Le Hutois abattu par la police brandissait bien son épée

Les premières conclusions de l’autopsie vont en tout cas en ce sens.

Huy, homme abattu par la police rue Paul Carré
©Yves Bircic

Quelques jours après le décès de Charles Crahay à Huy, la machine judiciaire a enclenché la vitesse supérieure. Ainsi l’autopsie du défunt a livré quelques éléments qui auront plus que probablement leur importance.

Pour rappel, dimanche vers midi, Charles Crahay a été abattu par un double tir policier alors qu’il sortait de chez lui, rue Paul Carré à Huy.
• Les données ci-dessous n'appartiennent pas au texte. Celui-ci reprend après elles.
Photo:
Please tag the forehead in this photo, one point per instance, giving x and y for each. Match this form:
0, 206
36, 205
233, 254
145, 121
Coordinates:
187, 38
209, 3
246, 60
Selon plusieurs témoignages recueillis sur place, le quadragénaire, habitant la rue était en train de casser des vitres de voitures stationnées sur la chaussée.

Alertée, la police est arrivée sur place alors que le suspect était rentré à son domicile et était occupé à jeter des bibelots depuis sa fenêtre.

Les agents de police ont alors sonné à la porte. C’est à ce moment que Charles Crahay est sorti… une épée à la main. Il aurait alors brandi l’arme blanche se dirigeant vers les policiers. Un des deux policiers a sorti son pistolet et fait les injonctions d’usage, ce qui n’a pas fait reculer le Hutois. Le policier a finalement ouvert le feu à deux reprises. L’homme décédera sur place.

Ce lundi, le collègue du tireur a été auditionné et a confirmé les faits tels que présentés au moment des premiers témoignages. Le tireur, lui, n’a pas encore été entendu.

Dans l’abdomen

L’autopsie du défunt a également été réalisée et les premiers éléments accréditeraient la version avancée par les deux policiers hutois.

Ainsi, il apparaît que la première balle a touché Charles Crahay dans le bras. Elle est entrée par l’arrière du biceps pour ressortir par l’avant du bras. De coup, cela permet plus que raisonnablement de penser que M. Crahay faisait face au tireur et avait le bras armé, levé.

Le second projectile a quant à lui, touché la victime en entrant par l’aisselle pour perforer l’abdomen. Là aussi, le bras qui, potentiellement pourrait se trouver dans le chemin n’a pas été touché, ce qui est par contre une évidence si, là aussi, le bras est levé pour brandir l’épée de chevalier retrouvée sur les lieux du drame.

L’enquête n’est évidemment pas terminée, plusieurs devoirs judiciaires étant encore en cours et attendus par le magistrat instructeur.